4.6.5. Scratch Assay for in Vitro Testing of Cell Migration

The cell migration of hydrogels containing immobilized extract was assessed using an in vitro scratch assay, following guidelines consistent with ISO 10993-5 for cytotoxicity and cell migration evaluation. Porcine dermal fibroblasts were seeded at a density of 2 × 10⁵ cells per well by applying 100 µL of cell suspension onto sterile coverslips. The cultures were incubated at 37 °C in a humidified atmosphere for 48 h to allow the formation of a confluent monolayer. After monolayer establishment, 20 µL of each hydrogel sample and 50 µL of trypan blue solution were added to assess cell viability and to visualize dead cells. A linear scratch (“wound”) was carefully created in the center of each monolayer using a sterile spatula, generating a cell-free area that mimics a wound site. This scratch disrupts the monolayer, allowing observation of cell migration and proliferation as cells move to close the gap over time. The process of wound closure was monitored and documented through periodic photographic imaging using a portable LCD digital microscope (model G1000) at predetermined intervals [98]. The scratch assay serves as a simple and reproducible in vitro model to evaluate the regenerative potential of biomaterials, by measuring the ability of fibroblasts to migrate and proliferate to repopulate the wounded area. Cell migration and wound closure kinetics are key indicators of the biomaterial’s effect on tissue repair and healing [99].

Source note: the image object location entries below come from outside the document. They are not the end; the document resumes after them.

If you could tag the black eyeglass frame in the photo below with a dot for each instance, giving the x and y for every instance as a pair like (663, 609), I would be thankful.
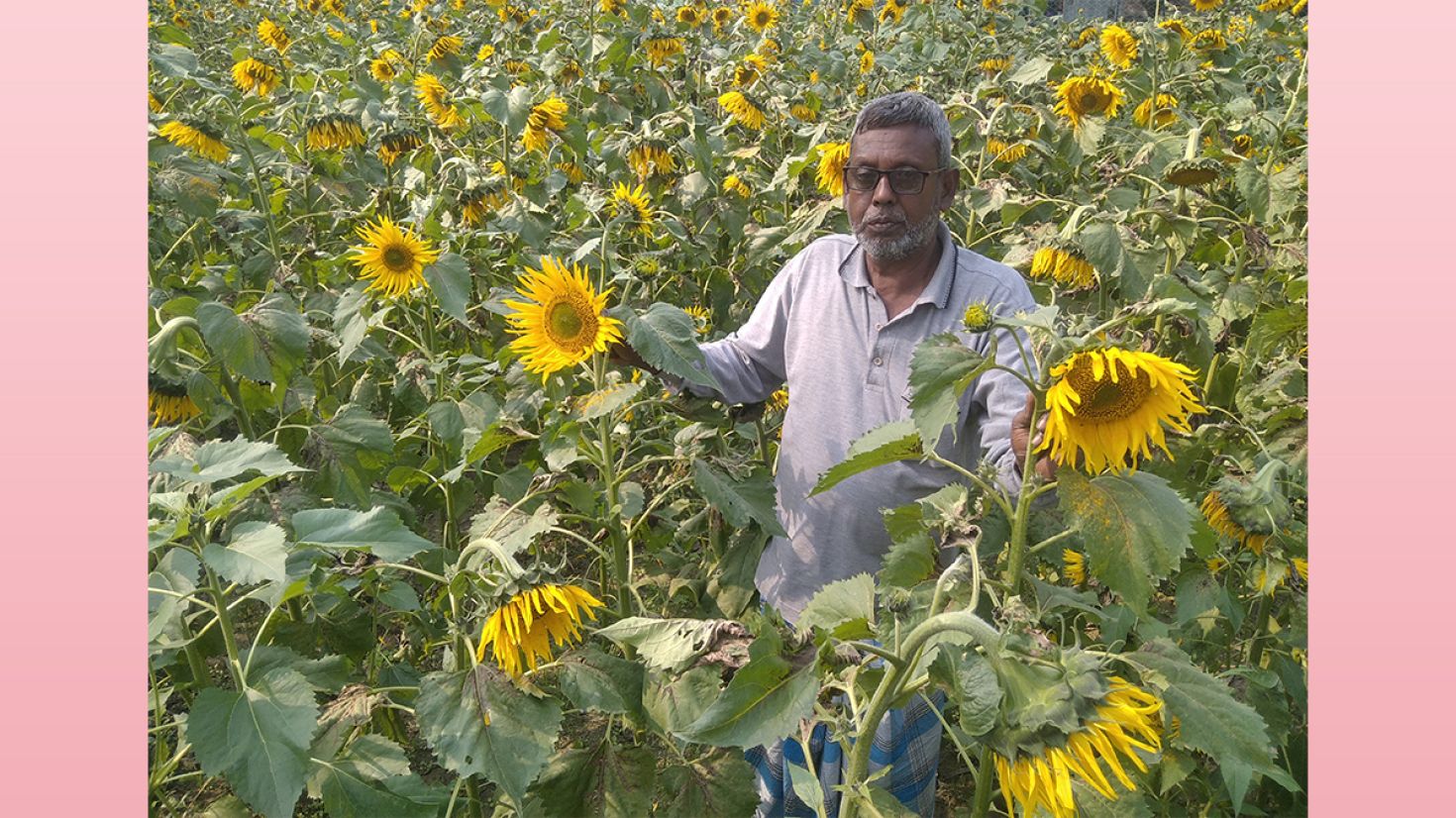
(904, 173)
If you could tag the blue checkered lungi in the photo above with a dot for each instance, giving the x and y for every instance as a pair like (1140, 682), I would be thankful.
(907, 741)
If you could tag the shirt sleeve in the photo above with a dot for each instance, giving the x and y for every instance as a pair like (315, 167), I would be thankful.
(749, 362)
(997, 395)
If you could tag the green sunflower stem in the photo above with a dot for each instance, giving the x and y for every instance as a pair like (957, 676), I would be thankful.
(892, 683)
(983, 783)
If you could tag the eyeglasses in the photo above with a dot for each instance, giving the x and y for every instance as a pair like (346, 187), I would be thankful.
(904, 180)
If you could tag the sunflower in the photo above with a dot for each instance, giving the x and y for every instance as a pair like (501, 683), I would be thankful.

4.6.6. Effect of Hydrogels on Monocyte Cytokine Release

The impact of hydrogel composition on cell signaling pathways was evaluated by measuring the secretion of key cytokines associated with the inflammatory response during wound healing. Enzyme-linked immunosorbent assays (ELISA) (Invitrogen, Thermo Fisher Scientific, Waltham, MA, USA) were conducted according to the manufacturer’s protocol to quantify tumor necrosis factor-alpha (TNF-α) levels in human monocytes cultured on hydrogels with immobilized extracts for 48 h [95]. TNF-α is a pro-inflammatory cytokine that plays a crucial role in the early stages of wound healing by regulating immune cell recruitment, activating macrophages, and influencing tissue remodeling. Elevated or prolonged TNF-α expression can indicate inflammation, which must be carefully balanced to avoid chronic wounds or excessive scarring. Therefore, assessing TNF-α secretion provides valuable insight into how hydrogels modulate the inflammatory microenvironment to support tissue repair [100,101].

4.7. Statistical Analysis

All experiments were performed in triplicate, and the results are reported as mean values with the corresponding standard deviations. The results were considered statistically significant at a confidence level of p < 0.05. The data are presented as the mean ± standard deviation (SD). Comparisons among groups were conducted using one-way analysis of variance (ANOVA). To determine which groups differed significantly, the Least Significant Difference (LSD) test was applied, with significance set at p < 0.05.